I have come across a little dilemma while i try to explain all of this car shit to my friends who don't know too much about mechanics and stuff. I can not effectively explain the difference between TORQUE and HORSEPOWER or WHEEL HP and BRAKE HP!!! can anyone out there who is a physics head please help me out???


----------



## bahearn (Jul 15, 2002)

Torque is power is force x distance (ft-lb). It's what turns the crankshaft.
Horsepower is work is torque x time (torque x rpm ÷ 5252).

Brake horsepower is measured on an engine dyno and is taken at the flywheel or transmission output shaft (depending upon standard). Originally, dyno used a water brake to apply resistance against which the engined worked. *SAE Gross HP* was measured on engine in which ALL accessories were driven by external power source, even the water pump, and engine was hand-fitted to provide largest capacity using off-the-shelf components (blue-printing). This standard provided a rather theoretical figure and was used until about 1970. *SAE Net HP* required actual production engine with all accessories and transmission attached. This gave a much more realistic horsepower figure the car buyer could actually expect as it takes into account the power needed to spin the accessories. Still taken on an engine stand though dyno is now typically an eddy-current dyno, though water brakes are still in use.

Wheel horsepower is measured at the wheel, naturally, on a chassis dyno.

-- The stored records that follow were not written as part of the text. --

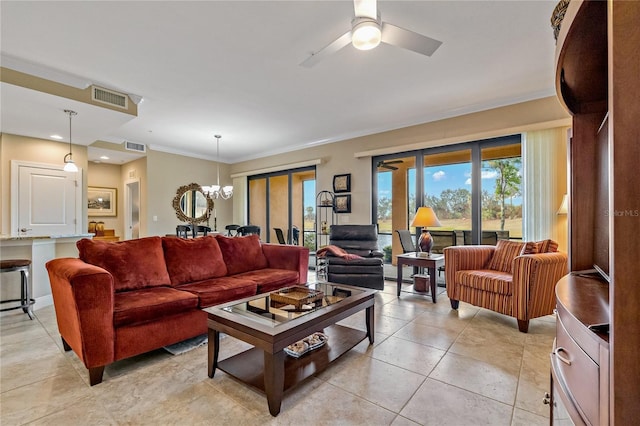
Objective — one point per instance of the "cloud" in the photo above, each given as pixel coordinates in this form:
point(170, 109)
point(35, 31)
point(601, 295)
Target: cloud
point(486, 174)
point(439, 175)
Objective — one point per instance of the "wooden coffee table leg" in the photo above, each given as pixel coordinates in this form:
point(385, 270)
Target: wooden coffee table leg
point(214, 349)
point(274, 380)
point(432, 283)
point(399, 277)
point(370, 320)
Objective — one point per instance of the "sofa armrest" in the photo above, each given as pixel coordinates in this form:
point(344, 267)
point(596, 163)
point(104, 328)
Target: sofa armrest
point(377, 253)
point(534, 280)
point(294, 258)
point(83, 297)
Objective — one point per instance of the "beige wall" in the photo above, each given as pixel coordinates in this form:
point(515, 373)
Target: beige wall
point(34, 150)
point(167, 172)
point(354, 155)
point(160, 174)
point(136, 171)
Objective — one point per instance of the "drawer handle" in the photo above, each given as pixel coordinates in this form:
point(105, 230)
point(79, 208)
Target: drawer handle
point(560, 357)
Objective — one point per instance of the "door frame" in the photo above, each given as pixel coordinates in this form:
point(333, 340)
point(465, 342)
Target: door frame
point(128, 207)
point(15, 173)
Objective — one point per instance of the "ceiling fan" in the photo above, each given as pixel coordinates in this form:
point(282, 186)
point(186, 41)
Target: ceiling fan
point(368, 30)
point(387, 164)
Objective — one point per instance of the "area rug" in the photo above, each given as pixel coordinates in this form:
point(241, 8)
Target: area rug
point(186, 345)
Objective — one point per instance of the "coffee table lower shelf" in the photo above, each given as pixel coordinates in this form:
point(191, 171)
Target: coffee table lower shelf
point(248, 366)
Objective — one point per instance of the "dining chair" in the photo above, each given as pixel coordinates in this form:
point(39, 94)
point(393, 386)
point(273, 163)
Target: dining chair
point(280, 235)
point(201, 229)
point(249, 230)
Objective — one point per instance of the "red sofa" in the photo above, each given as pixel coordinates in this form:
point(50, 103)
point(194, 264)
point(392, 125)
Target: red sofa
point(122, 299)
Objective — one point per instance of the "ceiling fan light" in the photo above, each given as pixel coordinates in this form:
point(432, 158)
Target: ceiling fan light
point(366, 34)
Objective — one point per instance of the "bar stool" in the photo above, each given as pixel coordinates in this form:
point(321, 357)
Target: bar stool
point(22, 266)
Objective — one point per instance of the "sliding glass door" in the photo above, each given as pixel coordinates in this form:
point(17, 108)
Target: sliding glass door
point(281, 201)
point(475, 189)
point(502, 192)
point(447, 188)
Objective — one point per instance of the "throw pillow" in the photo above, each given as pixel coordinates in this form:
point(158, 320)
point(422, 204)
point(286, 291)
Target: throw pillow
point(242, 254)
point(193, 259)
point(504, 254)
point(134, 264)
point(547, 246)
point(530, 248)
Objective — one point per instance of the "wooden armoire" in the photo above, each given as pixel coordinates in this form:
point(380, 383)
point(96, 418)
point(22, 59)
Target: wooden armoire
point(595, 371)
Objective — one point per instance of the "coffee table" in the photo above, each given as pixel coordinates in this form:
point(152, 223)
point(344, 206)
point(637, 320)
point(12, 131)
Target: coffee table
point(430, 262)
point(258, 321)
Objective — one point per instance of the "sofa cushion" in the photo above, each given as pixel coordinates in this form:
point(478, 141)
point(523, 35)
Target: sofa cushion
point(530, 248)
point(505, 252)
point(193, 259)
point(220, 290)
point(269, 279)
point(242, 254)
point(547, 246)
point(486, 280)
point(134, 264)
point(150, 304)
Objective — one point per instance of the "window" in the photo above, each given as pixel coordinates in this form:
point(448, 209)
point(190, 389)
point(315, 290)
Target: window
point(282, 200)
point(475, 188)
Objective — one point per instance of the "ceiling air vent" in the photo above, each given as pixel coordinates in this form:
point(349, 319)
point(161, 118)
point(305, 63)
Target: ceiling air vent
point(132, 146)
point(109, 97)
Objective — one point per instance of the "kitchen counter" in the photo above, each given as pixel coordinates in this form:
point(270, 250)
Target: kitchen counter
point(39, 249)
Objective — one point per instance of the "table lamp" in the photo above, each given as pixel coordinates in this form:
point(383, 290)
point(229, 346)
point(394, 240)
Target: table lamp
point(425, 217)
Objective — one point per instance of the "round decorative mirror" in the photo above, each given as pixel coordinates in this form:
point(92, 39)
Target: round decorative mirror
point(191, 204)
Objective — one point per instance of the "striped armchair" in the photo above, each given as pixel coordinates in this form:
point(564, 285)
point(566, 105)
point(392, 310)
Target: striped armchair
point(511, 278)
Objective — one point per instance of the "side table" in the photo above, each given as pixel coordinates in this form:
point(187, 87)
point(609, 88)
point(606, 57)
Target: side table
point(430, 263)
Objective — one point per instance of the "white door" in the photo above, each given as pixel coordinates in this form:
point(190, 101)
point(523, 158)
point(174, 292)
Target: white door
point(48, 201)
point(132, 209)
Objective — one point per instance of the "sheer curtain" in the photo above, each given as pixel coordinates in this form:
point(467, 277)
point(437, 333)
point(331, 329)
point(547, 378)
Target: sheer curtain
point(545, 182)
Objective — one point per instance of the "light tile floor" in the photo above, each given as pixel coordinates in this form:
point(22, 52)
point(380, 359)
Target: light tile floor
point(429, 365)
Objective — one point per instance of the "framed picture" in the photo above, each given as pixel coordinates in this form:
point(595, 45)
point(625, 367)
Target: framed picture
point(342, 204)
point(342, 183)
point(101, 201)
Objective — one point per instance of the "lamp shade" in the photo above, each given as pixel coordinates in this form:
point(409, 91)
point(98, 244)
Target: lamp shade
point(564, 206)
point(425, 217)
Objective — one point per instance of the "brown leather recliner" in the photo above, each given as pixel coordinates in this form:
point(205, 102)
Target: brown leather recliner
point(361, 240)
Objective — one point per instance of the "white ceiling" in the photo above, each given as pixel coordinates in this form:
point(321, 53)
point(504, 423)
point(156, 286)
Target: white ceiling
point(231, 68)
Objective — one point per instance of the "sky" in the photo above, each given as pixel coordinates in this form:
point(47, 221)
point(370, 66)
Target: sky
point(440, 178)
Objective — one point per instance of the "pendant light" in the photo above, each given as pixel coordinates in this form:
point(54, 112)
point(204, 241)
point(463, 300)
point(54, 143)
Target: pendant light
point(69, 165)
point(217, 191)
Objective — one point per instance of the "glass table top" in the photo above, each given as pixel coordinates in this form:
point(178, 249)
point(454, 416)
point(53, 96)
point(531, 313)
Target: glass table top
point(284, 305)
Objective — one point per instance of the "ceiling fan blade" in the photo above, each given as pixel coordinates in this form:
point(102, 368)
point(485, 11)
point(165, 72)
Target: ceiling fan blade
point(365, 8)
point(328, 50)
point(407, 39)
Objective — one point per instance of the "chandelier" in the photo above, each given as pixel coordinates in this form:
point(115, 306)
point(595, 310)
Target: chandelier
point(69, 165)
point(217, 191)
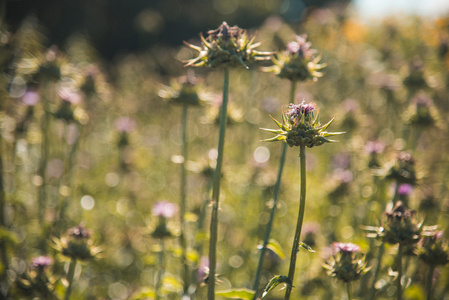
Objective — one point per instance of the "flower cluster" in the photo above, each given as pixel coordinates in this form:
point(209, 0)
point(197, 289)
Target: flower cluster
point(301, 126)
point(298, 62)
point(346, 264)
point(227, 47)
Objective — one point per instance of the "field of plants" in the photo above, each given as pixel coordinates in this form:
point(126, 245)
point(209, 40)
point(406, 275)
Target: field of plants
point(304, 161)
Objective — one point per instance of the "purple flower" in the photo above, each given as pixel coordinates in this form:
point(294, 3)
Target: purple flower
point(164, 209)
point(31, 98)
point(346, 248)
point(405, 189)
point(41, 262)
point(296, 111)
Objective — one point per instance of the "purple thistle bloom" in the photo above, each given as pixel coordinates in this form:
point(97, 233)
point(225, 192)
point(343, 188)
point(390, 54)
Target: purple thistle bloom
point(41, 262)
point(346, 248)
point(295, 112)
point(374, 147)
point(164, 209)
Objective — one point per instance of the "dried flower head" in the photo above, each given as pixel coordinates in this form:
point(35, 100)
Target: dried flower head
point(298, 62)
point(433, 248)
point(346, 264)
point(400, 226)
point(301, 126)
point(77, 244)
point(226, 47)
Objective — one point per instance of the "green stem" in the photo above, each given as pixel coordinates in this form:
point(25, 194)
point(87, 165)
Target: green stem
point(160, 273)
point(348, 290)
point(277, 186)
point(399, 278)
point(70, 275)
point(216, 190)
point(377, 271)
point(182, 238)
point(429, 281)
point(302, 203)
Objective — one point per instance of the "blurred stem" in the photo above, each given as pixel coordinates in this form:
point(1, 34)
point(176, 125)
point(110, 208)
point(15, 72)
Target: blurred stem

This accounts for driveline losses that SAE Net test doesn't see.


----------



## 88 Pulsar SE (Mar 25, 2003)

To be super basic: Torque is the ability to do work & HP is the speed at which the work can be performed.........I know not exactly right, but may help explain it to a non mechanical person.


----------



## bahearn (Jul 15, 2002)

Or, torque is acceleration while horsepower is speed.


----------



## JustMe (Jan 24, 2003)

basically yes...but horsepower is not real it is a number derived through a formula based on torque 

A wise engine builder once said "Horsepower sells motors, torque wins races"


----------



## sethwas (Apr 30, 2002)

Hmm,
Torque is the ability to twist. More torque more ability to twist, independant of RPM.
Horsepower on the otherhand is very dependant on RPM. So low torque high rpm can give similar HP readings to high torque low RPM.
This is why in a compact car you have to downshift to get speed, you need the higher RPM to get more power, whereas in a big ole 8cyl you already have the torque down low so you don't need to shift.

Seth


----------



## Scissors (Mar 24, 2003)

Torque you feel, HP you talk about. To a layman, that's the biggest difference.


----------



## mrfox (Mar 11, 2003)

the less torque there is, the higher the engine must be revved to produce an certain amount of power.

torquey engines are easier to drive, harder to stall, less shifting needed, and perfect for lazy ass drivers!


----------